Excitement thrills through me. "Where does he live?" I ask.

"That's why I asked if you were still in Moorpark. He's close. He retired to Simi Valley, just up the road."


38

DAVID NICHOLSON, BARRY HAD FILLED ME IN, HAD BEEN A GOOD cop. He came from a family of cops, starting on the East Coast in New York with his grandfather, migrating westward in the sixties with his father. His dad had been killed in the line of duty when David was twelve.

Nicholson had made detective in record time, apparently deserved. He was known to have a sharp mind and a meticulous nature. He was given to flashes of insight and was a feared interrogator. He sounds like Alan's long-lost white brother.

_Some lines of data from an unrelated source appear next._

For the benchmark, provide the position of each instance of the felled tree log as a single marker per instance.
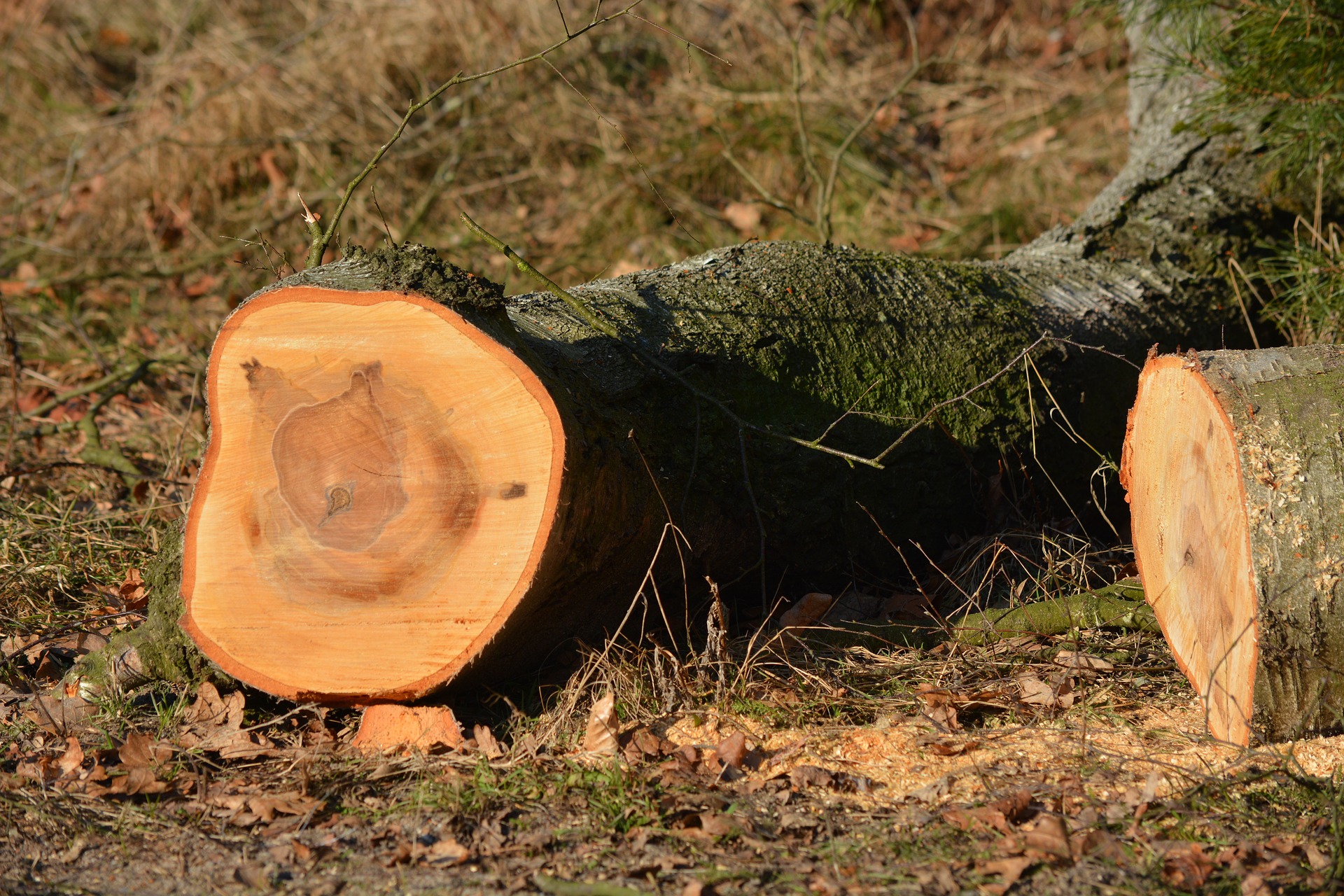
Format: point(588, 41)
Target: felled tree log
point(410, 477)
point(1233, 464)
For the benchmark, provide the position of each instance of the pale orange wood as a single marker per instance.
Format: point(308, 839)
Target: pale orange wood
point(391, 727)
point(378, 491)
point(1193, 538)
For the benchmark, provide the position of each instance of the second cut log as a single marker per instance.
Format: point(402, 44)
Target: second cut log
point(1234, 464)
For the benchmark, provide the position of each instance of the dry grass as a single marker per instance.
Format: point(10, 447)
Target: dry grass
point(144, 136)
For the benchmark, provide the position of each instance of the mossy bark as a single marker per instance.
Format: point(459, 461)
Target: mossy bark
point(158, 649)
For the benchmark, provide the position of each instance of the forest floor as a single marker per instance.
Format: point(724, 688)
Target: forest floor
point(930, 771)
point(134, 136)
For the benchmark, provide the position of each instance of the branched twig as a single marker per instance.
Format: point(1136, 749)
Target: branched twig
point(321, 237)
point(606, 328)
point(94, 451)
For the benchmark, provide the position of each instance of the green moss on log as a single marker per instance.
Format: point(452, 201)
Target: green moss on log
point(1116, 606)
point(164, 652)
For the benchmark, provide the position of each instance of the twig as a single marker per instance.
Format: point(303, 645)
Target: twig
point(323, 237)
point(806, 141)
point(52, 403)
point(606, 328)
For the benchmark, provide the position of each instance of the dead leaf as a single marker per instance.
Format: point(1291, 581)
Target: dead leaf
point(952, 747)
point(733, 750)
point(933, 792)
point(288, 804)
point(715, 825)
point(1104, 846)
point(71, 855)
point(809, 777)
point(71, 761)
point(1187, 867)
point(940, 707)
point(487, 743)
point(61, 715)
point(1035, 692)
point(445, 853)
point(1008, 869)
point(139, 780)
point(937, 880)
point(1082, 662)
point(141, 751)
point(253, 875)
point(743, 216)
point(1030, 146)
point(1049, 839)
point(213, 711)
point(603, 729)
point(1254, 886)
point(1015, 808)
point(806, 612)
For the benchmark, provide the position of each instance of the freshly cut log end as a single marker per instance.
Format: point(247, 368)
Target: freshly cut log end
point(1237, 503)
point(381, 482)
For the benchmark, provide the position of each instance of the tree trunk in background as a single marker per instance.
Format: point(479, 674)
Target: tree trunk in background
point(793, 335)
point(1236, 475)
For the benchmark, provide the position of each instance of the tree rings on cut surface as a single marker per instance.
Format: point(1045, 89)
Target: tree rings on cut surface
point(1236, 482)
point(379, 486)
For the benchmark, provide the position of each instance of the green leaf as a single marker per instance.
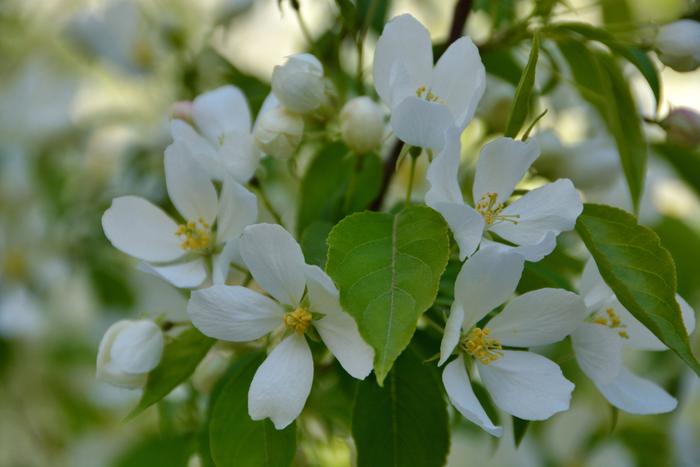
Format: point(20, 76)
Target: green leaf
point(388, 268)
point(600, 81)
point(404, 422)
point(173, 451)
point(337, 183)
point(180, 358)
point(520, 427)
point(523, 93)
point(640, 272)
point(313, 242)
point(235, 439)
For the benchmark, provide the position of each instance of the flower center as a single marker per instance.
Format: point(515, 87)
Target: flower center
point(612, 321)
point(480, 346)
point(491, 212)
point(424, 93)
point(298, 320)
point(195, 235)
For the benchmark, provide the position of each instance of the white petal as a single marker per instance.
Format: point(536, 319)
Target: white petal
point(641, 338)
point(466, 225)
point(598, 351)
point(404, 47)
point(275, 260)
point(220, 111)
point(534, 252)
point(238, 208)
point(222, 261)
point(502, 163)
point(443, 173)
point(459, 80)
point(187, 275)
point(526, 385)
point(539, 317)
point(594, 290)
point(323, 294)
point(199, 148)
point(239, 155)
point(282, 384)
point(459, 390)
point(140, 229)
point(637, 395)
point(340, 333)
point(137, 348)
point(233, 313)
point(189, 187)
point(487, 280)
point(551, 208)
point(453, 331)
point(421, 123)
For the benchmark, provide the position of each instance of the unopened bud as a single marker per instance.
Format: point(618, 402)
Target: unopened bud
point(299, 84)
point(182, 110)
point(128, 351)
point(678, 45)
point(362, 124)
point(682, 127)
point(279, 132)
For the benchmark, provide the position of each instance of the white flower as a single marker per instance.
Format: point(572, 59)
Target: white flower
point(362, 124)
point(224, 144)
point(299, 84)
point(128, 351)
point(278, 132)
point(532, 221)
point(283, 381)
point(177, 251)
point(521, 383)
point(425, 101)
point(682, 127)
point(678, 45)
point(599, 342)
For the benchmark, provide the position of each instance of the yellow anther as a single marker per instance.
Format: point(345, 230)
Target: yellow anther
point(490, 210)
point(298, 320)
point(480, 346)
point(196, 235)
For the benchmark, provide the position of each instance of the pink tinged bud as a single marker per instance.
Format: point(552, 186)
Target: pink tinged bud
point(682, 127)
point(182, 110)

None of which reconciles with the loose ends left in the Langstrom case. This fact, and the fact that he wants to see me-- now--

fills me with hope.

"This is the place," Alan says as we pull up to the curb. The home is on the outer edges of Simi Valley, on the LA side, where many of the older homes lie. Not a house on the block has more than one story. They're all ranch-home layouts, built in the unimaginative style of so many homes of the sixties. The yard is well kept up, with a plain concrete path leading to the front door. I see a curtain in a window to the right of the door move aside and catch a glimpse of a face, peering out.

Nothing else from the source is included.